2. Signal insertion loss: The definition is the signal power loss caused by the side-pump combiner. The formula is defined as follows -10log₁₀(P₁ ⁄ P₀) , where P₀ represents the signal power without the side-pump combiner, and P₁ the signal power with the side-pump combiner, and usually expressed in dB.
3. Beam quality (M²): The definition is the characteristics of the laser beam output by the side-pump combiner and generally expressed in terms of m square M², where M² indicate the degree of similarity between the beam and the lowest-order Gaussian beam. When the value of M² is closer to 1, it means that the beam resembles the lowest-order Gaussian beam more closely.
4. Pump power handling: pump power handling refers to the highest input power that each pump source can withstand without encountering any instability or damage.
5. Laser power handling: laser power handling is defined as the maximum stable output power that a combiner can handle.
6. Return loss: The definition is the ratio of light reflected back into the input path due to scattering and reflection from optical surfaces and expressed in dB. The formula is defined as follows 10log₁₀ P_R ⁄ P₀ , where P₀ is total input power from all pump light sources and P_R is the reflected power during transmission. Figure 6 below shows a schematic dia gram of the return loss.

   

7. Environmental parameters include:
   1. Operating Temperature: The allowable temperature range of the local ambient environment in which the optical component can operate safely.
   2. Storage Temperature: The allowable temperature range of the local ambient environment in which the optical component can be stored without being damaged.
   3. Operating Humidity: The allowable humidity range of the local ambient environment in which the optical component can operate safely.
8. Package Dimensions: Package dimension refers to the size dimensions of this component.

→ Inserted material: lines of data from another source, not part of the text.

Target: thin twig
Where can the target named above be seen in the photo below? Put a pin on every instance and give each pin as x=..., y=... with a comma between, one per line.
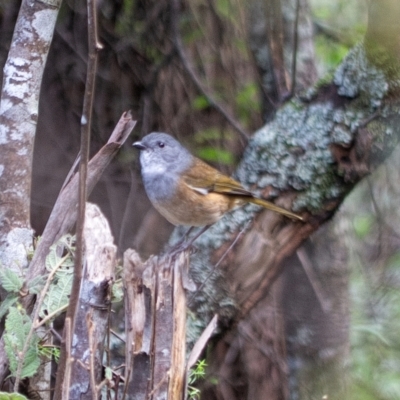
x=295, y=48
x=50, y=316
x=86, y=119
x=190, y=70
x=68, y=360
x=92, y=352
x=33, y=326
x=219, y=262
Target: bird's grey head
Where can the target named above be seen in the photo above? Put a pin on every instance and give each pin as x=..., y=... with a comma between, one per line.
x=161, y=153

APPLICATION OF PUMP AND SIGNAL COMBINERS

Pump and signal combiners are widely used in amplifiers and fiber laser engines, with the primary purpose of coupling pump light sources to the signal fiber to increase the output optical power of the laser. Figure 9 below shows a schematic diagram of the fiber laser engine structure produced by PCT (Photonicore Technologies), which utilizes two (6+1)×1 pump and signal combiners. Figure 12 shows an actual product photo of the pump and signal combiners produced by PCT (PhotoniCore Technologies).